# Any Signs of the Nikon D400



## timarp000 (Oct 1, 2012)

The title says it all...


----------



## Judobreaker (Oct 1, 2012)

As far as I know...: No.


----------



## shadowlands (Oct 1, 2012)

I know.... I hope they come out with one!!!
I don't really want the D600. The higher ISO performance would be nice, but other than that, I'd rather have something more like a D300s.
So yes, bring on a D400, please!!!!


----------



## Gervaisphoto (Oct 1, 2012)

The only hope I have is from Nikon Asia on twitter:

@gervaisphoto: @NikonUSA @NikonAsia @nikonnews Congratulation for the Nikon D600 ! Now can I expect an announcement for the Nikon D400 soon?

@NikonAsia: @gervaisphoto, thank you for your support for the D600, stay tuned with us for more news!


----------



## StandingBear1983 (Oct 2, 2012)

I'll go out on a limp by saying that were seeing a move to cheaper FF sensors and leaving behind slowly DX sensors...in a few years even the most cheap line of starter cameras will be FF...just like back in the day they had 35mm film FF in a compact camera.


----------



## Gervaisphoto (Oct 2, 2012)

Nikon D600 is fine for someone who wants to buy a first camera.
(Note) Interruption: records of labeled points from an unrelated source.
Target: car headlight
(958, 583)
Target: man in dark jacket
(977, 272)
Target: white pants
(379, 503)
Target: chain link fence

But when you invested thousands of dollars for a camera and lens back when it was negative film, then invest thousands of dollars again to go digital and buy dx lens, you do not want to buy new fx lens again. In a few years I will but let me enjoy my dx lens for a little more time


----------



## austriker (Oct 3, 2012)

I think its going to be tough to position a DSLR between a D600 and D800. Although it would be my dream camera.


----------



## mjhoward (Oct 3, 2012)

austriker said:


> I think its going to be tough to position a DSLR between a D600 and D800.



It's a good thing that's not what they're talking about.


----------



## Struxure (Oct 4, 2012)

Nikon rumor mentioned that there is still an announcement this year by Nikon. D4x .... D400 ???


----------



## StandingBear1983 (Oct 4, 2012)

This is the last camera for 2012 
Nikon 1 V2 mirrorless camera will be announced next | Nikon Rumors

something may come out on CES 2013...


----------



## johncam (Nov 2, 2012)

No signs


----------



## StandingBear1983 (Nov 2, 2012)

With the D600 that sorta took the place of the D400 in price range, they might turn the D7100 to the high end DX when it comes out...who knows...


----------



## TheLost (Nov 2, 2012)

The D5200 will be announced next week...  I would assume that will be the last Nikon camera released in 2012.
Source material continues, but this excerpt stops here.